The Family Table

Educating Families About the Benefits of Family Meals

Archive for the tag “humor”

A Complaint Free Dinner Hour

short_order

This Week’s Recipe

How many of us parents have prepared meals only to be confronted by a child (or spouse) who doesn’t like, doesn’t want or isn’t in the mood for what we just fixed. What happens next is one of two unpleasant scenarios–1) fixing an alternate meal for the unhappy person, 2) standing your ground and facing a fit.

Having faced this situation time after time, I was determined to find a mutually agreeable solution for our family of four that didn’t include me working as a short order cook! It occurred to me that I usually planned dinner four nights a week. On Sundays, we had a tradition of making homemade pizza, which everyone enjoyed. One night every week or two, we ate out or ordered in. The meals I fixed on the other nights usually generated a night or two of leftovers, which, fortunately no one objected to on principle. Of course, if someone didn’t want it or like it on night one, they sure didn’t want it on night two!

Since there are four people in our family, I told my husband and children that I was going to ask them on Thursday when I make the grocery list, what meal they want the next week. The caveat was each one of us would have a choice, and each one of us would eat without complaints everyone else’s choice. There were two other conditions. I could round out the meal with side dishes if the meal was not well balanced. And although I would not make an alternate meal, I would keep yogurt on hand if someone truly didn’t like the protein we were having.

This had some immediate benefits that I had not anticipated. It made grocery shopping much easier and ultimately cheaper. It eliminated those nights when I was at a loss as to what to fix. If the kids had picked something like chicken nuggets or burgers, I was sure to add a healthy side dish. Then I would pick a meal like roast or tilapia. If someone picked a meal that was labor intensive, I’d be sure to pick a meal that week that I could make in 30 minutes or less. On leftover night, there was usually something available from each of our meals.

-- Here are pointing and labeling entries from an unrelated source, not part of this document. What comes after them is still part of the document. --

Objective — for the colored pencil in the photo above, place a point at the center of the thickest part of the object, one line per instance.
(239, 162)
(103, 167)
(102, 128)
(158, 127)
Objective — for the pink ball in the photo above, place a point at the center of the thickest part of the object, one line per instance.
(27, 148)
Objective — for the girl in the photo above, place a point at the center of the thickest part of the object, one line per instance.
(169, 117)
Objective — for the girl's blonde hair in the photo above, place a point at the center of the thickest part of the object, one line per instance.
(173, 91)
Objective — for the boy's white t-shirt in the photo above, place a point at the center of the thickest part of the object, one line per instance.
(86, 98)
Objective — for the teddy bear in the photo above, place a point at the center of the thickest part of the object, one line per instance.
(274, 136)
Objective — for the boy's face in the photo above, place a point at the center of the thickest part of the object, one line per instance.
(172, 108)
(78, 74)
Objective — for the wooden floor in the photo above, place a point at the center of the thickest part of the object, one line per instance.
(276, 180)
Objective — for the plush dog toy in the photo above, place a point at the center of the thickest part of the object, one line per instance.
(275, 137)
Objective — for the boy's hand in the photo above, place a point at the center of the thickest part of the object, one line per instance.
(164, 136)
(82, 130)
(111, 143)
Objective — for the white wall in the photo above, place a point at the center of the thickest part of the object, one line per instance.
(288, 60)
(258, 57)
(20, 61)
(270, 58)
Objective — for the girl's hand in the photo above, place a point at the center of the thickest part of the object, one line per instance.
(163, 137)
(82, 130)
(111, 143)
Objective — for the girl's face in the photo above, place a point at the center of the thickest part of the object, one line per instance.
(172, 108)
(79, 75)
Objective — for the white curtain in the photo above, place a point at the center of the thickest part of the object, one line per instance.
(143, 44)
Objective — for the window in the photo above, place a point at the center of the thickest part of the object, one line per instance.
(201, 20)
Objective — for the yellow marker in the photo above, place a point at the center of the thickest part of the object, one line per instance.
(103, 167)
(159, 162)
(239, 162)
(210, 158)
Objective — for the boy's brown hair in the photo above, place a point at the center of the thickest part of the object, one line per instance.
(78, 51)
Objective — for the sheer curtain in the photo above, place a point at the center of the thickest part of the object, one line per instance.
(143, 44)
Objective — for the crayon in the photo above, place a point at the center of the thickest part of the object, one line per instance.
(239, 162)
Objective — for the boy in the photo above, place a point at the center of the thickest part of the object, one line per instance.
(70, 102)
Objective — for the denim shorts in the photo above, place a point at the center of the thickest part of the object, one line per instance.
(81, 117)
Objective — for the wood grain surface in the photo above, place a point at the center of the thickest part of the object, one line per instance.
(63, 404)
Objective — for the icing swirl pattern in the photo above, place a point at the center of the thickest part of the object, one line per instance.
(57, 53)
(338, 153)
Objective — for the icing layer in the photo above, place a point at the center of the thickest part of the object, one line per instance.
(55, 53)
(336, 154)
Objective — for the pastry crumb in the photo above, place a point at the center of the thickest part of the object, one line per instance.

This resulted in a very manageable routine with very little whining. Everyone had a say in what we ate, and we saved time and money. If you’ve become a short order cook, or face a barrage of whining at mealtime, why not think about how you could give everyone a choice in exchange for a complaint free dinner hour?

Sally Edington
Friend of McMillen Center and Mother of Two

Who Put the “Cran” in Cranberry?

cranberries

This Week’s Recipe

When I was growing up no holiday dinner was complete until the cranberries were on the table. In fact dinner was sometimes announced with the sound of the jiggling mass of jellied cranberry sauce whooshing out of the can and flopping onto a plate. But, as I have learned, it turns out cranberries do not grow as a gelatinous goo with ridges on the side which look strikingly like the inside of a can. I have also learned over the years, you don’t have to have a holiday meal to enjoy cranberries.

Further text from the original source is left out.